Hacker News new | past | comments | ask | show | jobs | submit login
Microsoft makes AI tool for better search available as an open source project (microsoft.com)
142 points by klhugo 6 days ago | hide | past | web | favorite | 16 comments

I work on the team that built this and many of our other ranking tech. I can answer any questions people have. Also shameless plug: using this tech we released some artificial search sessions as an exploratory dataset. https://github.com/dfcf93/MSMARCO/tree/master/ConversationlS...

the Github link gave me a 404

update: you made a typo, should be https://github.com/dfcf93/MSMARCO/tree/master/Conversational...

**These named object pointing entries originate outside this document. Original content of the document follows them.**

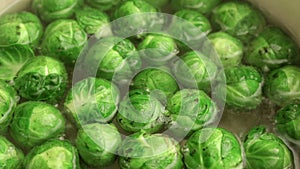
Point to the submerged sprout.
(287, 121)
(20, 28)
(35, 123)
(229, 49)
(271, 49)
(91, 20)
(50, 10)
(190, 111)
(53, 154)
(141, 111)
(42, 78)
(10, 156)
(282, 85)
(212, 148)
(155, 151)
(92, 100)
(98, 143)
(8, 102)
(12, 59)
(264, 150)
(64, 39)
(239, 19)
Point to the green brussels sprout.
(35, 122)
(50, 10)
(136, 21)
(10, 156)
(155, 80)
(12, 59)
(20, 28)
(212, 148)
(264, 150)
(243, 87)
(147, 151)
(90, 19)
(282, 85)
(194, 70)
(287, 121)
(271, 49)
(98, 143)
(8, 102)
(141, 111)
(190, 27)
(42, 78)
(228, 48)
(102, 5)
(239, 19)
(64, 39)
(158, 3)
(53, 154)
(202, 6)
(115, 57)
(92, 100)
(190, 111)
(157, 49)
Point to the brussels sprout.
(190, 110)
(271, 49)
(202, 6)
(243, 87)
(103, 5)
(157, 49)
(8, 102)
(20, 28)
(155, 80)
(228, 48)
(239, 19)
(155, 151)
(194, 70)
(191, 27)
(287, 121)
(212, 148)
(50, 10)
(98, 143)
(42, 78)
(36, 122)
(282, 85)
(64, 39)
(141, 111)
(53, 154)
(92, 100)
(10, 156)
(90, 19)
(12, 58)
(138, 22)
(116, 57)
(264, 150)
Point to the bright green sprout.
(97, 144)
(141, 111)
(64, 39)
(271, 49)
(92, 100)
(155, 151)
(42, 78)
(264, 150)
(212, 148)
(20, 28)
(50, 10)
(239, 19)
(282, 85)
(53, 154)
(10, 156)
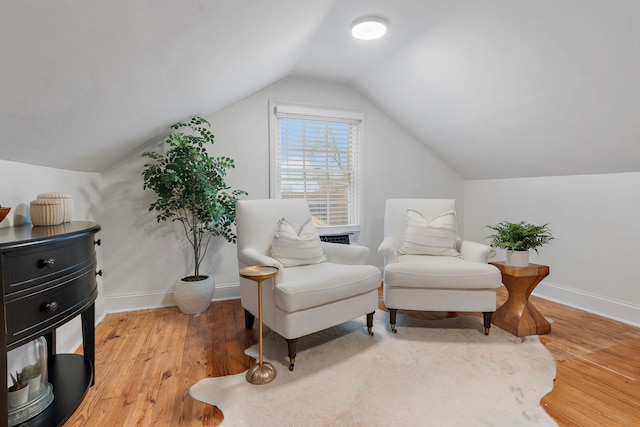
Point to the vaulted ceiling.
(496, 88)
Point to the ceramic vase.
(518, 258)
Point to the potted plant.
(518, 238)
(18, 393)
(190, 188)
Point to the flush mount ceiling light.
(369, 28)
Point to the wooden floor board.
(147, 360)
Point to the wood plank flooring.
(147, 360)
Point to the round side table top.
(258, 272)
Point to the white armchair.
(301, 299)
(428, 267)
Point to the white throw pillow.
(437, 237)
(301, 248)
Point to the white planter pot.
(194, 297)
(518, 258)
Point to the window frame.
(319, 113)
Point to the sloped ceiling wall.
(496, 88)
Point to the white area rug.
(431, 373)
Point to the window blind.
(317, 158)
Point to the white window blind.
(316, 156)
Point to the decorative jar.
(65, 200)
(28, 389)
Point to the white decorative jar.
(518, 258)
(65, 200)
(46, 212)
(194, 297)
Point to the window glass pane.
(317, 159)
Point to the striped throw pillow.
(293, 248)
(437, 237)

Great work! How does this compare to hierarchical navigable small world graph, like nmslib?

I wasnt really familiar with nmslib but I guess I think its a little bit faster and scales to billions of items.

Cool project! One of the challenging use cases mentioned in the description is people taking a picture and asking the search engine, 'What is this?'. Has this been solved? (it is a very hard problem if taken beyond simple object classification)

In many ways yes. For images Instead of using some NLP parser and vectorization technique you vectorize the image and then do a similar lookup

If you want to play with the tech there is a developer kit. https://www.bingvisualsearch.com/develop

how effective is it at identifying mysterious objects, the way it's crowdsourced on Reddit's "/Whatisthis"? (meaning, how big is the index?)

LOL - that's exactly the use case I was thinking of. But wouldn't an AI have to be trained with lots of examples of the item in question to get a high quality detection? If so, it might not be able to find that one image that antique shop in Whereverston has on their web site.

I don't work on the image side but from what I understand the entire index is vectorized so its not categorizing them like a imagenet system would as much as finding a nearest neighbor that can be categorized.

1. how's this different from pysparnn or faiss?

2. does this support both sparse and dense vectors ann?

Good press release title. Now just add it to the pile ;) https://github.com/erikbern/ann-benchmarks

Yes, exactly! This seems like totally overblown title. It's akin to saying Google open sourced their key search tech Kubernetes, which is an open source rendition of Borg, where all the Google workloads run on top of.

lol - good point, foiled the Great Microsoft PR play


no it turns out it's "A distributed approximate nearest neighborhood search (ANN) library which provides a high quality vector index build, search and distributed online serving toolkits for large scale vector search scenario."

But Math.random() is a really good guess.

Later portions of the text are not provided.